Il n'était pas censé être là, le 11 septembre 2001. Mais un contretemps au retour du Tibet l'a bloqué à New York. Du toit de son studio, il a immortalisé les Twin Towers en flammes devant lui. « Quand la première s'est effondrée, j'ai immédiatement pensé : la deuxième tombera aussi. Et je l'ai photographiée en train de tomber. » Il travaillait en état de transe, une photo après l'autre. « C'était comme si mon cerveau ne pouvait pas l'accepter. Puis je suis allé à Ground Zero. » Là, il a compris, une fois de plus, que les histoires appellent, mais ne vous attendent pas. Il faut aller à leur rencontre, en acceptant tous les risques. « Si j'étais descendu dans la rue une demi-heure plus tôt, j'aurais pu mourir. Une question de secondes, peut-être. » La mort ne lui fait pas peur, mais l'absence, si. Depuis qu'il est devenu père de Lucia, il y a huit ans, son regard s'est tourné vers d'autres objectifs. « La responsabilité est arrivée. Vous voulez que votre fille soit préparée, qu'elle sache se battre pour les bonnes choses que vous lui avez apprises. »
Et parlant de parentalité et d'émotions, il évoque une vidéo qui l'a ému : une guenon, opérée d'urgence par césarienne, se réveille et retrouve son bébé, le tient dans ses bras. « Une mère qui craint d'avoir perdu son petit. C'était un moment très fort. J'en ai presque pleuré. » Il se dit convaincu de « savoir » comment fonctionne le « règne animal », mais ignore la nature entropique de l'être humain ; pour lui, « un écrou desserré » à resserrer. Même à l'ère de l'intelligence artificielle, au pluriel, c'est le cap que McCurry voudrait conserver : celui du respect, du témoignage sans jugement.
La technologie au service de l'homme, jamais l'inverse . Même sur les réseaux sociaux, qu'il utilise sans réserve, mais avec peut-être encore plus de prudence qu'en photographie : « Ils peuvent être un outil formidable ou une perte de temps considérable. (Comme pour tout média), cela dépend de la façon dont on l'utilise. » Il a même réussi à établir une relation apaisée avec ses abonnés, parmi lesquels, bien sûr, prolifèrent les haters et les détracteurs : « Je les ignore en partie, si je peux, je les bloque.
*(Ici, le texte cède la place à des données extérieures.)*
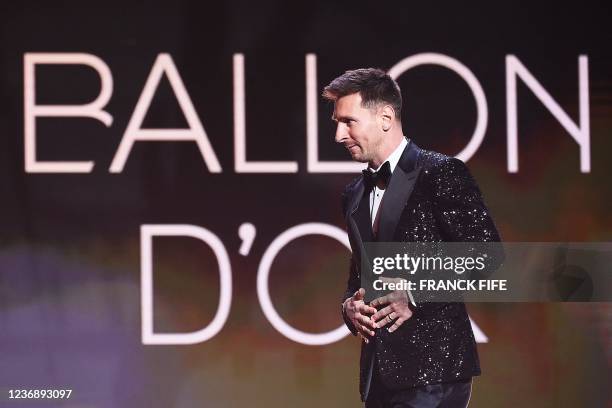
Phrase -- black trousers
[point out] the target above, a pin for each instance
(445, 395)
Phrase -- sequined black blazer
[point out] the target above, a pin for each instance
(430, 198)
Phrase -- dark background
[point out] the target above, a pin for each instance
(70, 256)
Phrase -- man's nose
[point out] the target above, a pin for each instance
(341, 133)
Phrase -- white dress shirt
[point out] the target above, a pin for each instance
(377, 194)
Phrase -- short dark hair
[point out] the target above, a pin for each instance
(374, 85)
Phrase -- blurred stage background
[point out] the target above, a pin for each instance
(70, 311)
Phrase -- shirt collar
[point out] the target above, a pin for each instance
(394, 157)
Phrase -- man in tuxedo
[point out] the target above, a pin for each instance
(419, 354)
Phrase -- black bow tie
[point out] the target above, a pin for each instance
(382, 176)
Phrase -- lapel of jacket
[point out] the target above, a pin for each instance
(351, 218)
(398, 192)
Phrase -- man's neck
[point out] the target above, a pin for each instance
(386, 150)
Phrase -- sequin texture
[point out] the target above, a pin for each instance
(436, 345)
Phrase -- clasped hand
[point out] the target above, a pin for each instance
(367, 318)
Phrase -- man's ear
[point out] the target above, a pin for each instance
(387, 116)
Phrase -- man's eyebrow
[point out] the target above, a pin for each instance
(342, 118)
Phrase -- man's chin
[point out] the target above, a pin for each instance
(358, 158)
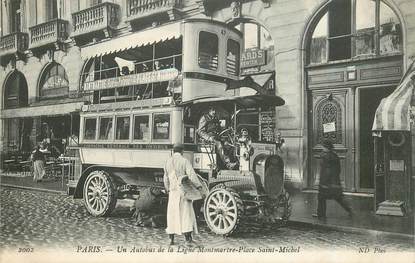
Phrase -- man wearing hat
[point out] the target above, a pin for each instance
(330, 185)
(209, 128)
(181, 217)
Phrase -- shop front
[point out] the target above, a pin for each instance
(393, 135)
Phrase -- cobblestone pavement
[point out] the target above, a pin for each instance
(39, 219)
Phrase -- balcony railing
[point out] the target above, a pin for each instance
(100, 17)
(137, 9)
(48, 33)
(14, 43)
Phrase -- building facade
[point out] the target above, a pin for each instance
(331, 73)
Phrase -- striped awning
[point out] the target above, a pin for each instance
(396, 112)
(142, 38)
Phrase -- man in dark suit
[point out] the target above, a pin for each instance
(330, 185)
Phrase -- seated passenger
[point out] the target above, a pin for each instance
(209, 129)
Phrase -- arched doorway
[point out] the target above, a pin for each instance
(353, 60)
(17, 130)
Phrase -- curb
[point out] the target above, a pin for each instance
(354, 230)
(32, 188)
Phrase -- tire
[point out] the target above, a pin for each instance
(223, 210)
(99, 193)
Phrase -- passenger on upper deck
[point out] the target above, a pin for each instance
(209, 129)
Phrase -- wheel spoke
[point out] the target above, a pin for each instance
(216, 219)
(215, 200)
(225, 222)
(210, 206)
(229, 219)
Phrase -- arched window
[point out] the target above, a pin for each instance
(355, 28)
(54, 82)
(15, 94)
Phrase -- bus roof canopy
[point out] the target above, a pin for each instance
(258, 100)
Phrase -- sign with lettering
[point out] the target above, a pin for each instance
(134, 79)
(397, 165)
(128, 104)
(267, 126)
(253, 57)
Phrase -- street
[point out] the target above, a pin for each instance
(47, 220)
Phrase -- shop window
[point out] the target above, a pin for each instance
(142, 128)
(90, 128)
(390, 33)
(51, 9)
(334, 37)
(16, 91)
(123, 128)
(329, 122)
(54, 82)
(208, 50)
(161, 127)
(105, 129)
(232, 57)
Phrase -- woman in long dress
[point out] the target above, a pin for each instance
(181, 217)
(38, 160)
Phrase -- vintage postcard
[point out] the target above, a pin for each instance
(207, 130)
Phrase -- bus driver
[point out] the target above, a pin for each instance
(209, 129)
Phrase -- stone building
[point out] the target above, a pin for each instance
(332, 61)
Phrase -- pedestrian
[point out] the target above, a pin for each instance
(38, 159)
(181, 217)
(330, 186)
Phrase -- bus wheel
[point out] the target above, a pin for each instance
(99, 193)
(223, 210)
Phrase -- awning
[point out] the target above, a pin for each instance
(395, 112)
(47, 110)
(142, 38)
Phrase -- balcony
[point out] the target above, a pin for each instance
(49, 33)
(13, 44)
(102, 18)
(138, 9)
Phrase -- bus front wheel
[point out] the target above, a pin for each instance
(99, 193)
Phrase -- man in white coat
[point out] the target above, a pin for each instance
(181, 217)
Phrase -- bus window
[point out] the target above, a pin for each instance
(232, 57)
(142, 128)
(105, 129)
(161, 127)
(90, 129)
(123, 128)
(189, 134)
(208, 50)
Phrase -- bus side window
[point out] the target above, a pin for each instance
(142, 127)
(90, 128)
(161, 127)
(208, 50)
(105, 129)
(123, 128)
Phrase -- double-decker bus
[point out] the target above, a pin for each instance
(148, 94)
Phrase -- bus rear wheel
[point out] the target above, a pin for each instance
(99, 193)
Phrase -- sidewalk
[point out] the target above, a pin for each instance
(26, 182)
(304, 204)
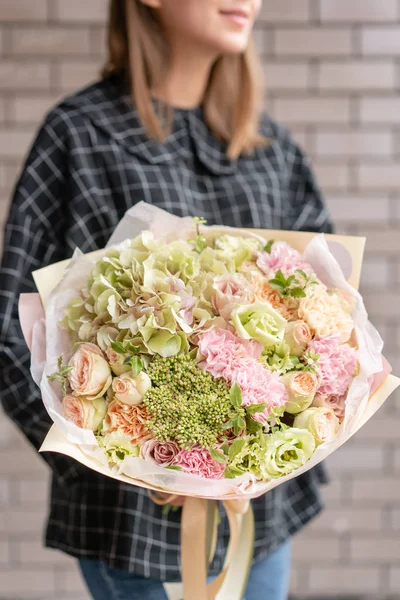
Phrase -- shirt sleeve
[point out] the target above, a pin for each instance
(307, 208)
(32, 239)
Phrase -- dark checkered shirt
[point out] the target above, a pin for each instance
(90, 162)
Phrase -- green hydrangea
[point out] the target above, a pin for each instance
(186, 404)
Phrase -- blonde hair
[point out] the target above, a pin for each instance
(138, 51)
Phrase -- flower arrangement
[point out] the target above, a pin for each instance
(216, 356)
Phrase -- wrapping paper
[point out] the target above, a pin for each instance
(60, 283)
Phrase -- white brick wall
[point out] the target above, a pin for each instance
(333, 75)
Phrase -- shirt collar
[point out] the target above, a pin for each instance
(109, 108)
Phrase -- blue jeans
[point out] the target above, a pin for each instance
(269, 580)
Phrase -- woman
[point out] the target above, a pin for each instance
(174, 122)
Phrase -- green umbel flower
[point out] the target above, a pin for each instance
(186, 404)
Les gens peuvent dire ce qu'ils veulent, et souvent avec ignorance. Ils parlent de choses qu'ils ignorent, avec une agressivité crue et haineuse. Parfois, je me demande s'ils n'ont rien de mieux à faire dans la vie (que de m'attaquer) » . Peut-être pas. « J'aimerais leur dire de se lever et de faire quelque chose d'utile. Perdre du temps ainsi, c'est avoir l'âme vide. » Littéralement, une âme vide. Dans l'échelle personnelle des valeurs de McCurry, qui se retrouve aujourd'hui à vivre malgré lui dans un pays où le président attaque ses opposants sur les réseaux sociaux et où son conseiller privilégié d'avant-hier, Elon Musk, « a interrompu des programmes dont dépendaient des vies humaines », c'est un péché mortel.